Kejutannya muncul di bait ketiga, ‘mantra ini terus kurapalkan/ biar sampai ke dasar/ lalu melambung/ mencabut atmamu.’ Tujuan upaya ‘aku’ lirik melakukan tindakan-tindakan merebut perhatian ‘kamu’ tak hanya untuk menaklukkan supaya menuruti harapan, tetapi lebih dari itu ada motif ingin menguasai dan menghancurkan. Puisi ini dengan halus menggambarkan bagaimana relasi dua orang yang tampak terbentuk dari maksud baik saling mengisi dan melengkapi punya sisi buruk karena dapat menyimpan ambisi untuk menguasai secara negatif hingga sampai kepada kondisi penghancuran. Ini dapat dilihat pada relasi toksik yang terjadi dalam relasi percintaan.
Puisi kedua “Sesajen” melanjutkan kritik fenomena interaksi antarpribadi pada puisi pertama. Jika puisi pertama menggunakan ‘mantra’ sebagai alat penaklukan, puisi kedua ini menggunakan imaji makanan. Peristiwa makan dengan melibatkan perlengkapan piring, serta diksi-diksi perjamuan seperti ‘secarik kopi’, ‘pemanis’, ‘pembakar’, ‘kenyal’, ‘mulut’, ‘perut’, ‘hirup’, dan ‘aroma’. Rangkaian imaji-imaji menikmati sajian yang dihidangkan ini lagi-lagi ditutup dengan akhir yang mengejutkan: ‘aromanya sungguh memabukkan,/ terasa melayang di ambang halu.’ Ternyata semuanya hanya khayalan belaka, hanya halusinasi.

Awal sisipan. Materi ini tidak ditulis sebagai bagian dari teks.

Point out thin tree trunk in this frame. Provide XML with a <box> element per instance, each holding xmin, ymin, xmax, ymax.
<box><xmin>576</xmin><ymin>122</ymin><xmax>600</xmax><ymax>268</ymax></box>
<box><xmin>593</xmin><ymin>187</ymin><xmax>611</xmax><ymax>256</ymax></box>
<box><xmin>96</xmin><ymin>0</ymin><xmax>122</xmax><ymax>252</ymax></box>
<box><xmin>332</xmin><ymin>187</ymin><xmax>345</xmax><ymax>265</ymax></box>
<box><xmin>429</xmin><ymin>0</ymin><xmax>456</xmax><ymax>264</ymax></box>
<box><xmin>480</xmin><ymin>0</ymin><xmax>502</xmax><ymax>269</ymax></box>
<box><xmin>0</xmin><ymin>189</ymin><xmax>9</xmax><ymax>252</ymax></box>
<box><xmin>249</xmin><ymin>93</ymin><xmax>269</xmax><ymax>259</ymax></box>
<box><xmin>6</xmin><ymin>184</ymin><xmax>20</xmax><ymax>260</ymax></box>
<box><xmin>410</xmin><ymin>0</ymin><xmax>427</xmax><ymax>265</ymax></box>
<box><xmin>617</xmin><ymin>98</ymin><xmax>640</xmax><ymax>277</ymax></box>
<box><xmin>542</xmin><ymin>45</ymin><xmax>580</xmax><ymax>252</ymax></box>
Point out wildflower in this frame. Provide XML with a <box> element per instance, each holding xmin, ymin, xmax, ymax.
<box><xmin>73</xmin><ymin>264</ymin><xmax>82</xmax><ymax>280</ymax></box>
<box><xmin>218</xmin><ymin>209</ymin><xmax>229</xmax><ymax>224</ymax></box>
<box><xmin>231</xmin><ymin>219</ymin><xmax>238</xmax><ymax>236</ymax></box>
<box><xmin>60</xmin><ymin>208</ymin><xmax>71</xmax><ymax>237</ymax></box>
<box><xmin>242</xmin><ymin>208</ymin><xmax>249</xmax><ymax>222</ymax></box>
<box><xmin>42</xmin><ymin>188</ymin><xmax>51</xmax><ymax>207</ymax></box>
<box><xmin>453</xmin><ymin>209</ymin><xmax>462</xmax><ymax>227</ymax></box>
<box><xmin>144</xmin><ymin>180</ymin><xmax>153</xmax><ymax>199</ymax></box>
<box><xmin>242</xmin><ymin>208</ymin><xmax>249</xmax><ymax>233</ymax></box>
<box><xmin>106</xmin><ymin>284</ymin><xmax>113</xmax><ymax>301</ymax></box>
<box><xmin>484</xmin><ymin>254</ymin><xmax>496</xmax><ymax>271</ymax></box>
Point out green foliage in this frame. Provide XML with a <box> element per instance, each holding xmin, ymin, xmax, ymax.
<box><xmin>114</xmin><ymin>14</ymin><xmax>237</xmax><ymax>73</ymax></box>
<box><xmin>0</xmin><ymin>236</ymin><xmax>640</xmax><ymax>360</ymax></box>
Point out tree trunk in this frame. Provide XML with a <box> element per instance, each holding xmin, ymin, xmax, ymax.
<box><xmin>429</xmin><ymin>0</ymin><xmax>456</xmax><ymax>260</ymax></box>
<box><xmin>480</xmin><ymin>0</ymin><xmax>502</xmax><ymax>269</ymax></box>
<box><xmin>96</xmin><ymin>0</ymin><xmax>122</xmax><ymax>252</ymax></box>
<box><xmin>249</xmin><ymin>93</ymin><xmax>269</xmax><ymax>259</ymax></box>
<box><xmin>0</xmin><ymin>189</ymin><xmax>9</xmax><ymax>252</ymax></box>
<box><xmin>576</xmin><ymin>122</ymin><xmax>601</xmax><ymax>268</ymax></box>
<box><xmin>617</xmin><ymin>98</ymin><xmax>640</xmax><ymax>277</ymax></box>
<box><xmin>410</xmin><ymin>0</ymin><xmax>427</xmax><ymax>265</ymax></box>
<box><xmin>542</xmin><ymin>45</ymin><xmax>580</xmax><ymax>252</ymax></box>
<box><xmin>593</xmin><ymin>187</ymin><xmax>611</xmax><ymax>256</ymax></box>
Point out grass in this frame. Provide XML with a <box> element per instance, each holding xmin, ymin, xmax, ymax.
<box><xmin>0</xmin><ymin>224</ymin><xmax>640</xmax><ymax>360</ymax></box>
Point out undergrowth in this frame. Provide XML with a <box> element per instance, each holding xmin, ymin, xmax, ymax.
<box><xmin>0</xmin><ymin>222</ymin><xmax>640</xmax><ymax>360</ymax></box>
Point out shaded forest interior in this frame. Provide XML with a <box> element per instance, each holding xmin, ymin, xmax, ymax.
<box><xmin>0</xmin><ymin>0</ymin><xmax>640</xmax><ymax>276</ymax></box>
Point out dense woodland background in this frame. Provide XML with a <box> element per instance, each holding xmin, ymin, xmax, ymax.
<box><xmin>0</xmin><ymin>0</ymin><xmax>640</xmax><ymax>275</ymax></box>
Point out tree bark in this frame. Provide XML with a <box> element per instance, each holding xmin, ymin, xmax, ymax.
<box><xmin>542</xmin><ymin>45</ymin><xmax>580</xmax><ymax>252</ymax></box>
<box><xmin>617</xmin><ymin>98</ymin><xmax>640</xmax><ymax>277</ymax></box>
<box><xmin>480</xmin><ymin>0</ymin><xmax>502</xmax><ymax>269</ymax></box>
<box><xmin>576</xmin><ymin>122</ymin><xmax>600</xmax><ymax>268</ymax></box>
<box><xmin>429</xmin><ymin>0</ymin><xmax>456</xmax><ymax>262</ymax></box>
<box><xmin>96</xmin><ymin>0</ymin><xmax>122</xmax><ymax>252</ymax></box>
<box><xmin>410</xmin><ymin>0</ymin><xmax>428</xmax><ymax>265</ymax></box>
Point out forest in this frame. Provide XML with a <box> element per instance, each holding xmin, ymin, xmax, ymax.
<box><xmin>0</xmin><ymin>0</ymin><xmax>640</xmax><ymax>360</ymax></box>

Penikmatan sajian yang dihidangkan tersebut bermuara pada sesuatu yang sia-sia, hampa, tak bermakna.
Puisi ketiga menjadi momen penyadaran atas iktikad jahat dan fatamorgana harapan, ‘setumpuk rindu menyanyi sendu/ iramanya lirih menarik luka-luka terdahulu// mengenangnya satu demi satu/ sekelebat sembilu menyayat haru/ tumbuh lagi satu harap bahwa semua belum berlalu// satu lagi di antara nan usang/ ditimbun debu sepanjang zaman/ lidah kelu kaku membisu/ tiada daya mengulang waktu’. Relasi semu terdahulu memang menggugah rindu, namun apa yang telah terjadi tidak bisa dikembalikan ke keadaan semula.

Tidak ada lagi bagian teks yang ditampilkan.